Whole-Genome Analysis Identifies the Source of a Recent MRSA Outbreak

methicillin-resistant-staphylococcus-aureus

Methicillin-Resistant Staphylococcus aureus

In Cambridge, UK, there was a superbug outbreak at a special-care neonatal unit that lasted several months last year. Thanks to insights gained from whole-genome sequencing, the outbreak was stopped.

The scientists reported their findings in the journal Lancet Infectious Disease. This is the first time that scientists have sequenced pathogen genomes to actively control an ongoing outbreak, with positive results.

After three infants tested positive for methicillin-resistant Staphylococcus aureus (MRSA), clinical microbiologist Sharon Peacock and her team got involved. The bacteria were isolated and were resistant to a nearly identical spectrum of antibiotics, indicating that they came from a common source.

methicillin-resistant-staphylococcus-aureus-wikipedia

MRSA. Credit: Wikipedia

Peacock continued to investigate whether the three cases were linked to a string of MRSA infections in the last six months. 8 other children had been infected by MRSA strains with similar antibiotic-resistance profiles. However, weeks would pass without an infection, indicating that the bacteria weren’t spreading from baby to baby in the unit.

Peacock’s team began sequencing the genomes of the MRSA strains from the unit, as well as similar strains collected from adult patients at other hospitals and doctor’s surgeries. They suspected that adult carriers could explain the long gaps between the infections in the baby unit.

But days after the unit was sterilized, another baby tested positive for MRSA. Genome sequencing confirmed that the strain matched the other suspected cases. The team searched for possible infected adults among the 154 workers in the baby unit. One tested positive for MRSA, despite showing no symptoms. This might have been the reason why there were gaps in the infections.

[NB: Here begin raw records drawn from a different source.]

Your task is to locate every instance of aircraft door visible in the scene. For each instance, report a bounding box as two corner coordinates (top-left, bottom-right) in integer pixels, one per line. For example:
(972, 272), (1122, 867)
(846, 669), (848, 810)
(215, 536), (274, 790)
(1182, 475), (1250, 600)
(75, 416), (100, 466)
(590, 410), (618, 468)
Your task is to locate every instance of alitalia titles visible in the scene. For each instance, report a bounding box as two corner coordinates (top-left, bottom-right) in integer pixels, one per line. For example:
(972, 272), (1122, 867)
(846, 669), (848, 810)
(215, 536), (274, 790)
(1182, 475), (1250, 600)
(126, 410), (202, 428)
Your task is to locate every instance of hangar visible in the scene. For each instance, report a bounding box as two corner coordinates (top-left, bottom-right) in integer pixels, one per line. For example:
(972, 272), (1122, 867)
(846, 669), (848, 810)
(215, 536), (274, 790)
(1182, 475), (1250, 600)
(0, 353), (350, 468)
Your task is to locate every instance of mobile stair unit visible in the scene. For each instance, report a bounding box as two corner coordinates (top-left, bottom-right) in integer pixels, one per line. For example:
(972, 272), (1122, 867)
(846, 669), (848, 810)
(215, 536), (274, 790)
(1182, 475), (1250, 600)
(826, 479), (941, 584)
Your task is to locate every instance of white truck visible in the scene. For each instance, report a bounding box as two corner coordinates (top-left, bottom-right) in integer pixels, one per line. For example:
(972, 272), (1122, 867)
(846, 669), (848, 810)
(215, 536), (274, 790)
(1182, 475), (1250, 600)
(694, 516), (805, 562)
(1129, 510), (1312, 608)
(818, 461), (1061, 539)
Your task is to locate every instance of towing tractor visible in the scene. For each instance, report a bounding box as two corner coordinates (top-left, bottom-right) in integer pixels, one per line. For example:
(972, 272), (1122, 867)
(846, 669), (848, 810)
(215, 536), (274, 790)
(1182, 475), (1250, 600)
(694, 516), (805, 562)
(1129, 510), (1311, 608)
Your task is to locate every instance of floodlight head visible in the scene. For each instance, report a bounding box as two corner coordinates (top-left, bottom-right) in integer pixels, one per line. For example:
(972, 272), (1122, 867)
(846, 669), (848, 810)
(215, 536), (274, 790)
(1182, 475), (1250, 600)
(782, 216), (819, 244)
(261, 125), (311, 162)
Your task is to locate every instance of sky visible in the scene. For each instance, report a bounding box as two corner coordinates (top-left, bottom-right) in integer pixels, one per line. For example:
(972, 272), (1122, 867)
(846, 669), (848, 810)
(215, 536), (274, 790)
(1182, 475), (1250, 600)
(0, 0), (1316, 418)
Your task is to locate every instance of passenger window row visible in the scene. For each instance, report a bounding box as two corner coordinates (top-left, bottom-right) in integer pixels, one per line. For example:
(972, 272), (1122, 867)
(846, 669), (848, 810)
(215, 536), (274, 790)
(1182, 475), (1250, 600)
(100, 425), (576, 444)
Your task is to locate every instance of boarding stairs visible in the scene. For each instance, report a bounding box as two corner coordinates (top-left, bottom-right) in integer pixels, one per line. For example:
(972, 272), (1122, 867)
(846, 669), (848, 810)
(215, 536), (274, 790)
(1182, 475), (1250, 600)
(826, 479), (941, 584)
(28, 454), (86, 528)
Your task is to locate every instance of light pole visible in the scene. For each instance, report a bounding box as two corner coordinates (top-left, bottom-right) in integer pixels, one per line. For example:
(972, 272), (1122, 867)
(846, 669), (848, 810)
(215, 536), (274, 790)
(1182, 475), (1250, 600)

There were additional infections among adults in the community, including parents who had contracted MRSA from their babies. There were 14 patients in total, six infants and eight adults, who developed serious infections. No one died.

In this case, genome sequencing provided a clarity that couldn’t have been obtained otherwise, states Julian Parkhill, a microbiologist at the Wellcome Trust Sanger Institute near Cambridge, and co-author of this paper. Genome sequencing can reveal the series of small mutations that occur over the course of an outbreak, allowing epidemiologists to create an evolutionary tree and trace it back to the suspected source.

Reference: “Whole-genome sequencing for analysis of an outbreak of meticillin-resistant Staphylococcus aureus: a descriptive study” by Simon R Harris, PhD; Edward JP Cartwright, MBBS; M Estée Török, FRCP; Matthew TG Holden, PhD; Nicholas M Brown, MD; Amanda L Ogilvy-Stuart, FRCP; Matthew J Ellington, DPhil; Michael A Quail, PhD; Stephen D Bentley, PhD; Prof Julian Parkhill, PhD and Prof Sharon J Peacock, FRCP, 14 November 2012, Lancet Infectious Disease.